THE PANEL WILL INCLUDE:
Samuel George ’07, the Bertelsmann Foundation’s Global Markets and Digital Advisor. Since joining Bertelsmann Foundation in 2012, his work has focused on economics, politics, the digital revolution, and daily life with a specific emphasis on where these issues intersect. His multimedia approach features documentary film, animated video, and written analysis. Samuel’s documentaries bring viewers up close and personal to people and communities facing the challenges and opportunities of the 21st century, offering candid perspectives that allow viewers to draw their own conclusions. George is currently completing a PhD at the Johns Hopkins University School of Advanced International Studies.
Dana Paikowsky ’13, a nationally recognized expert on incarcerated voting. She is an Equal Justice Works Fellow at the Campaign Legal Center, a nonprofit, nonpartisan organization dedicated to advancing democracy through law, and fighting for every American’s right to participate in the democratic process. Her fellowship focuses on removing barriers to the ballot box for incarcerated eligible voters. She works to combat jail-based disenfranchisement across the country using a diversity of tactics, including direct outreach strategies, policy advocacy, oversight, and litigation. Dana earned a B.A. from Oberlin College and a J.D. from Harvard Law School.

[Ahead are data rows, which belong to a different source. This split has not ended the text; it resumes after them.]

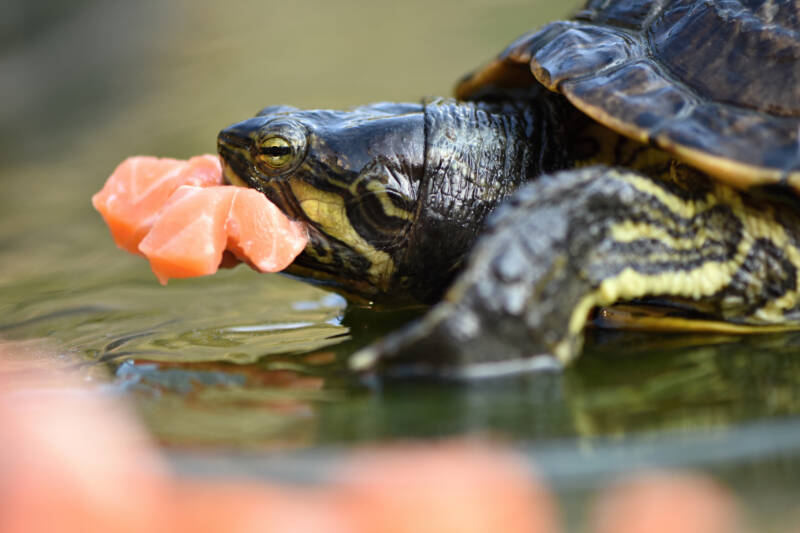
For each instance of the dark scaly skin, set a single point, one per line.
(413, 198)
(396, 195)
(550, 255)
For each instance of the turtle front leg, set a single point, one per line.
(579, 239)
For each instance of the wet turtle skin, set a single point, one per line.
(644, 153)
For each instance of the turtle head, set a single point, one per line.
(353, 176)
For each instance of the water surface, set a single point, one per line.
(223, 368)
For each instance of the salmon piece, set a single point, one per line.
(251, 219)
(188, 237)
(140, 186)
(186, 223)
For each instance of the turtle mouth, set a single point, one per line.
(320, 262)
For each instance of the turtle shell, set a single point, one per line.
(715, 82)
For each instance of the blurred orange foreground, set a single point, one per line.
(75, 460)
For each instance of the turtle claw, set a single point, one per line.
(446, 343)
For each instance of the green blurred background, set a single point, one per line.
(223, 368)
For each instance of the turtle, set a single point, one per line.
(637, 165)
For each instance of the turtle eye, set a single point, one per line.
(275, 152)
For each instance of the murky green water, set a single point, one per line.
(225, 367)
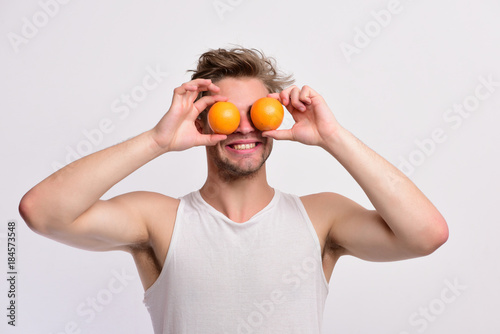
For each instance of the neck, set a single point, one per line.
(238, 198)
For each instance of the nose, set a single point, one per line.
(246, 125)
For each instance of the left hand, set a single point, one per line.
(314, 121)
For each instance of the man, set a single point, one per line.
(237, 256)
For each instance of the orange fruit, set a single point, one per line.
(267, 114)
(223, 117)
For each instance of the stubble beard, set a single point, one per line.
(229, 171)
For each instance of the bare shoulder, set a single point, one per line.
(323, 210)
(326, 206)
(158, 210)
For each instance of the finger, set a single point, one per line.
(295, 101)
(279, 134)
(210, 139)
(305, 94)
(285, 95)
(274, 96)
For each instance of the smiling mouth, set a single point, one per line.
(242, 147)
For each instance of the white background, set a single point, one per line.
(63, 78)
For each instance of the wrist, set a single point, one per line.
(155, 144)
(335, 140)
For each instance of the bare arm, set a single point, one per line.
(404, 223)
(66, 206)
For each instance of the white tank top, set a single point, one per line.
(261, 276)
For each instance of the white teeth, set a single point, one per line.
(244, 146)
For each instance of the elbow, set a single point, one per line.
(30, 214)
(434, 236)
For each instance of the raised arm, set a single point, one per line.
(404, 223)
(66, 206)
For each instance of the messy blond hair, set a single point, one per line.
(217, 64)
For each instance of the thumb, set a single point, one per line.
(211, 139)
(279, 134)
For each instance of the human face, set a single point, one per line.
(244, 152)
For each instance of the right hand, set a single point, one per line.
(177, 131)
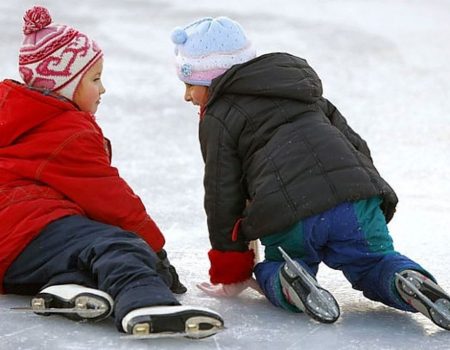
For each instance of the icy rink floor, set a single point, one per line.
(384, 64)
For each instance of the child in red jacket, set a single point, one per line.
(283, 166)
(71, 229)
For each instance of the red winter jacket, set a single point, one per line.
(55, 162)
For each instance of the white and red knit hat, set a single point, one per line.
(54, 56)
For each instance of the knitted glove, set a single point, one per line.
(176, 287)
(228, 290)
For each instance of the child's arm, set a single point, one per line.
(80, 169)
(225, 201)
(338, 120)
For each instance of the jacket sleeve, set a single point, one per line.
(80, 169)
(338, 120)
(224, 202)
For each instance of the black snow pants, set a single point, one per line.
(77, 250)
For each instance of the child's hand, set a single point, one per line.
(228, 290)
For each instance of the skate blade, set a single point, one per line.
(319, 304)
(323, 306)
(439, 311)
(194, 329)
(56, 310)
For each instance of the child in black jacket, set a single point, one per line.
(283, 166)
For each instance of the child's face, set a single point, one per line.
(87, 95)
(196, 94)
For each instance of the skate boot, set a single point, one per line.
(303, 291)
(73, 301)
(166, 321)
(425, 296)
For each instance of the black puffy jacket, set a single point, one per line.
(276, 151)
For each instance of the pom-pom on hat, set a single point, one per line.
(54, 56)
(208, 47)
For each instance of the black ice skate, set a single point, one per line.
(172, 321)
(72, 301)
(425, 296)
(302, 290)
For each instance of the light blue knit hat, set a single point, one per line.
(208, 47)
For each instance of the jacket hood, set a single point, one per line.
(273, 75)
(22, 109)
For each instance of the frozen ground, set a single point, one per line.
(383, 63)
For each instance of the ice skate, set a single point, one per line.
(425, 296)
(303, 291)
(72, 301)
(172, 321)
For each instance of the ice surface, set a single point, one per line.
(383, 63)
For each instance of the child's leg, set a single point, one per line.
(77, 250)
(360, 246)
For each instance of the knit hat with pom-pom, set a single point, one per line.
(208, 47)
(53, 56)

Monica Cooper, Executive Director, Maryland Justice Project. Monica Cooper is an advocate, activist, and freedom fighter. She is the Co-founder of the Maryland Justice Project and the former Executive Director of Out for Justice. In addition, she leads the Baltimore Affiliate of the National Council of Incarcerated and Formerly Incarcerated Women and Girls, which boasts membership from more than 30 states.
For further information, contact Clyde Owan ’79 at: email@example.com.
This program inaugurates the Oberlin Club of Washington, D.C. Film Series. The series will feature documentaries that are made by Obies or deemed to be of specific interest to the Oberlin community. Samuel George is the lead for this initiative.